Are there vector DBs with 100B vectors in production which work well? There was a paper which showed that there's 12% loss in accuracy at just 1 mln vectors. Maybe some kind of logical sharding is another option, to improve both accuracy and speed.
Fun!
I was curious given the cloud discussion - a quick search suggests default AWS SSD bandwidth is 250 MB/s, and you can pay more for 1 GB/s. Similar for s3, one http connection is < 100 MB/s, and you can pay for more parallel connections. So the hot binary quantized search index is doing a lot of work to minimize these both for the initial hot queries and pruning later fetches. Very cool!
Out of curiosity, how is the 92% recall calculated? For a given query, is the recall compared to the true topk of all 100B vectors vs. recall at each of N shards compared to the topk of each respective shard?
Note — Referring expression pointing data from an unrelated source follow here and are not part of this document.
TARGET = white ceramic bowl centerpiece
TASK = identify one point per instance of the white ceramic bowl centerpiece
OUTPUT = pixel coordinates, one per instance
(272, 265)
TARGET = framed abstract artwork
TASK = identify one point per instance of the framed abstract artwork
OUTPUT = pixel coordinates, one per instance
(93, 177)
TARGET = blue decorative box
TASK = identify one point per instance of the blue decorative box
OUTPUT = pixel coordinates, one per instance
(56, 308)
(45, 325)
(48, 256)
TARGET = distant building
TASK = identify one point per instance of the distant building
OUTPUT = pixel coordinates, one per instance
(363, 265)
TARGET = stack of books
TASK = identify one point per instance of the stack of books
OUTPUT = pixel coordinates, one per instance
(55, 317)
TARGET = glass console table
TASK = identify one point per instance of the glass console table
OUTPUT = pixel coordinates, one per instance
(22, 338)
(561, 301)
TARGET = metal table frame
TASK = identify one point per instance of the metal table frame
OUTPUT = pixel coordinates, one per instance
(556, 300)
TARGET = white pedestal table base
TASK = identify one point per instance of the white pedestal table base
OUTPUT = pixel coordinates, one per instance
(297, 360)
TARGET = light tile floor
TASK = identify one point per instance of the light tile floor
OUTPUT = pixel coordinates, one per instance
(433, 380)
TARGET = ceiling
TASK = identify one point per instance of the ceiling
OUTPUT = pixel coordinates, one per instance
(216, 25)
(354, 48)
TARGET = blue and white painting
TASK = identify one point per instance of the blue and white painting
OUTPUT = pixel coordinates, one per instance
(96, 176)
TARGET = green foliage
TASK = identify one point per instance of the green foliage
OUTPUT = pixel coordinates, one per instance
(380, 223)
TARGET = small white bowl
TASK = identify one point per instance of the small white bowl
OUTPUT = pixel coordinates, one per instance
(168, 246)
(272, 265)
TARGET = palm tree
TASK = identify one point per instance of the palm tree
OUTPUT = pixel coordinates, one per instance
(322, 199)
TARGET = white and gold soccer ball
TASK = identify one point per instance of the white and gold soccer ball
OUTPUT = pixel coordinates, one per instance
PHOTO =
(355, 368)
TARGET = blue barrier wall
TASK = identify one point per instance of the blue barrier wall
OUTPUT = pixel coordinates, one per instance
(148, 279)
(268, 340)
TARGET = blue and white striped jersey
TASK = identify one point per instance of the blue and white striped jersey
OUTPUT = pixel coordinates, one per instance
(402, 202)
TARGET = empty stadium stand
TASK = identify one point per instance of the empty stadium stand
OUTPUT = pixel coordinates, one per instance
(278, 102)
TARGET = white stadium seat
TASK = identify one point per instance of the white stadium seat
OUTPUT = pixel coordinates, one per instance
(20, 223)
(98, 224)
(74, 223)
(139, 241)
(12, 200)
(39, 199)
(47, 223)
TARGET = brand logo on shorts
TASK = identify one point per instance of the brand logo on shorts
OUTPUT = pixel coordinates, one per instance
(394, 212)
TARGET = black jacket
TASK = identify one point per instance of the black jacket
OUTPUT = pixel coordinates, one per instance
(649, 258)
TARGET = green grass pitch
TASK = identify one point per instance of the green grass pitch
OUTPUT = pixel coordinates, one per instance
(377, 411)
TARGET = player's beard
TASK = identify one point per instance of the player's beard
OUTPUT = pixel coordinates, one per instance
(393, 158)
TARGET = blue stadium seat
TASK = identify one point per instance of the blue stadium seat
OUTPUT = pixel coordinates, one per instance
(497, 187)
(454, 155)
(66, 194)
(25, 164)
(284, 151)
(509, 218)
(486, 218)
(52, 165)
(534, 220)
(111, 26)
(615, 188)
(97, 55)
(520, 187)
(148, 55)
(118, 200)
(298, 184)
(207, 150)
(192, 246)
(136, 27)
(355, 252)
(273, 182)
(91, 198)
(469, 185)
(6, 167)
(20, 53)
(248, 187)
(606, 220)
This is at 92% recall. Could be worse, but could definitely be much better. Quantization and hierarchical clustering are tricks that lead to awesome performance at the cost of extremely variable quality, depending on the dataset.
The offline/local dev point is underrated. Being able to iterate without network latency or metered API costs makes a huge difference for prototyping. The challenge is making sure your local setup actually matches prod behavior. I've been burned by pgvector working fine locally then hitting performance cliffs at scale when the index doesn't fit in memory anymore.
Using Hierarchical Clustering significantly reduces recall; this is a solution we used and abandoned three years ago.
This is legitimately pretty impressive. I think the rule of thumb is now, go with postgres(pgvector) for vector search until it breaks, then go with turbopuffer.